India: Ahead of state elections, Congress looks to amp up push for paper ballots | Aurangzeb Naqshbandi/Hindustan Times

The Congress is likely to convene a meeting of opposition parties after the budget session of Parliament ends to discuss their future course of action on the issue of Electronic Voting Machines (EVMs) that some say are susceptible to manipulation. After suffering a heavy defeat in the 2019 Lok Sabha elections, in which it managed to win only 52 seats in the 543-member House, the party has decided to escalate its demand for the restoration of ballot papers to replace electronic voting in future elections. According to a Congress functionary, a group of party leaders recently met United Progressive Alliance (UPA) chairperson Sonia Gandhi and senior Congress leader Rahul Gandhi, who has stepped down as president over the electoral rout, and asked them to push the demand in a big way. The functionary, who requested anonymity, said the party had not only received feedback from the ground but is “convinced” that “EVMs were manipulated” in the national elections, in which the Bharatiya Janata Party (BJP) won 303 seats. Past protests by opposition parties that EVMs were vulnerable to tampering have failed to convince the Election Commission (EC), which has rejected the allegations. The Supreme Court in April raised the physical counting of Electronic Voting Machines using a Voter-Verified Paper Audit Trail (EVM-VVPATs) in constituencies from one to five on a plea by opposition parties, but in May turned down a petition for an increase in random checks to at least 50% EVMs.

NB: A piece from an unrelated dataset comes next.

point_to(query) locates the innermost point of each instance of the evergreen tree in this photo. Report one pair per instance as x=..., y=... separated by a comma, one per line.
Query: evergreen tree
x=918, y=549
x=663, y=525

Japan: Internal affairs ministry to test online voting for overseas citizens | The Japan Times

The internal affairs ministry will test online voting for Japanese citizens living abroad in an effort to raise voter turnout among such people in elections. The ministry will conduct the test after Sunday’s House of Councilors election with a goal of introducing it as early as the next Upper House poll in 2022, officials said. Eligible voters will be able to enter the voting page using electronic devices by verifying their identity through registered My Number identification cards. To protect privacy, voting data will be sent encrypted to Japan, and personal information attached to the data will be deleted when votes are counted. Voting data left on voter devices will also be deleted. An expert panel set up by the ministry proposed the introduction of online voting in August last year to address low voter turnout, at around 20 percent, among Japanese citizens overseas. The low rates are believed to reflect a shorter voting period due to the need to send votes to Japan as well as the need to go to diplomatic missions where polling stations are set up.